Joko Pinurbo dan Kegelisahan Eksistensialnya
Inti sari proses kreatif Joko Pinurbo dapat kita tangkap pada kedalaman kontemplasi di dalam karya-karyanya,
Akhirnya kabar duka itu datang juga. Joko Pinurbo (61), penyair flamboyan Indonesia yang sangat produktif itu, meninggal setelah cukup lama terbaring lemah karena penyakit paru-paru yang menggerogoti tubuhnya yang rapuh.
Joko Pinurbo (Jokpin) pergi meninggalkan sekitar 20 antologi puisi yang akan tetap dinikmati dan diapresiasi masyarakat sastra Indonesia. Karya-karyanya mendapat banyak penghargaan dan prestasi di tingkat nasional dan internasional.
Jokpin seperti menyusul penyair dan novelis Yudhistira ANM Massardi (70) yang meninggal pada 2 April 2024. Ada semacam relasi khusus antara Jokpin dan Yudhistira. Ketika duduk di bangku sekolah menengah, di pengujung dekade 70-an, Jokpin sangat menggemari sajak-sajak karya penyair Yudhistira yang bernuansa mbeling dengan tipikal liris. Jokpin begitu terkesan akan gaya penulisan puisi ”baru”, yang seolah-olah melawan model estetika standar yang cenderung serius seperti Amir Hamzah, Chairil Anwar, dan WS Rendra.
Kesederhanaannya dalam memilih kata dan tema sesungguhnya membungkus kegelisahan eksistensialnya yang mendalam tentang kehidupan, yang dalam pandangan penyair merupakan saudara kembar dari kematian.
Kumpulan Sajak Sikat Gigi, salah satu buku yang dikagumi Jokpin, menampilkan imaji yang semi-surealis tetapi logis.
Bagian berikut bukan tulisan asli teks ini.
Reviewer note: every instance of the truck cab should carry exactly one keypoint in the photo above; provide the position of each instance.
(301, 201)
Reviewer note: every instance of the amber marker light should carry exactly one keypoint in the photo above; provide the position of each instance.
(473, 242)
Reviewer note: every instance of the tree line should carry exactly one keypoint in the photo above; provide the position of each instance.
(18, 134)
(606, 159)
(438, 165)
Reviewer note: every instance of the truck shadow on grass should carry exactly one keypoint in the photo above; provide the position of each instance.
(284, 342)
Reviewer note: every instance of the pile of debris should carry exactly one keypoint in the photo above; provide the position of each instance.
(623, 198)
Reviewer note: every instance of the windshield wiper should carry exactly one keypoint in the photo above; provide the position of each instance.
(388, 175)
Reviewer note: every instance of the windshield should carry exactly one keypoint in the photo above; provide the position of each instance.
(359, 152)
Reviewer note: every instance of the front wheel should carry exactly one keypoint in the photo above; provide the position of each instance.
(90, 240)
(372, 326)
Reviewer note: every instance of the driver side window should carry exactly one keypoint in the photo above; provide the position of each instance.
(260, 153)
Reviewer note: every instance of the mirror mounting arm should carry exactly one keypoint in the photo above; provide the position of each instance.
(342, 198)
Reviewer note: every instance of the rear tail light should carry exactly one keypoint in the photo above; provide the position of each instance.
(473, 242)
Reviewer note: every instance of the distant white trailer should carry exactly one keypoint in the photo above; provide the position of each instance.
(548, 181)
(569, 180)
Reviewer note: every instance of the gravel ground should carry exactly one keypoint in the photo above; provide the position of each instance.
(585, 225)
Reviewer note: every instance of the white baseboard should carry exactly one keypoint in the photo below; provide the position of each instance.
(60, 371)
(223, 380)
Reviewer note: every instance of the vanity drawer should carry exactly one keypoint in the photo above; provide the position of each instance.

Bagi Jokpin, metafora dalam puisi-puisi Yudhistira itu segar dan inspiratif. Yang mengejutkan Jokpin adalah ternyata puisi bisa diselipkan unsur-unsur anekdot dan simbol-simbol yang komikal tanpa takut kehilangan alusi. Jokpin mengisyaratkan bahwa karya Yudhistira adalah salah satu inspirasi utamanya.
Baca juga: Joko Pinurbo dan Keindahan dalam Dunia Sehari-hari
Jokpin merupakan salah satu penyair penting yang memiliki tempat tersendiri di dalam sejarah sastra Indonesia. Karyanya mendapat tanggapan yang luas dari berbagai kalangan pembaca. Ia menyerap dan berguru pada banyak penyair, seperti Chairil Anwar, Amir Hamzah, Goenawan Mohamad, Sapardi Djoko Damono, Yudhistira, dan masih banyak lagi. Meski demikian, dia memiliki tempat tersendiri sebagai seseorang dengan pengucapan dan pilihan tema yang sangat khas.
Kesederhanaannya dalam memilih kata dan tema sesungguhnya membungkus kegelisahan eksistensialnya yang mendalam tentang kehidupan, yang dalam pandangan penyair merupakan saudara kembar dari kematian. Kegelisahan eksistensial yang mewarnai hampir semua karyanya inilah yang membedakan Jokpin dari penyair lainnya di Indonesia.
Humor ke filsafat
Kehadiran Jokpin dalam jagat perpuisian Indonesia diawali dengan humor-humor yang ringan menggelitik tentang tubuh dan aksesori yang dikenakan tubuh (sarung, celana, jins) serta tempat-tempat yang sering dikunjungi atau dibutuhkan oleh tubuh (kamar mandi, kuburan, dapur, ranjang, iklan, pacar, telepon genggam, kopi, dan kenangan yang melekat pada tubuh dan jiwa seseorang). Dua antologi puisinya yang pertama, Celana (1999) dan Di Bawah Kibaran Sarung (2001), sangat kental berisi puisi-puisi yang memuat obsesi penyair tentang tubuh dan aksesori tubuh itu.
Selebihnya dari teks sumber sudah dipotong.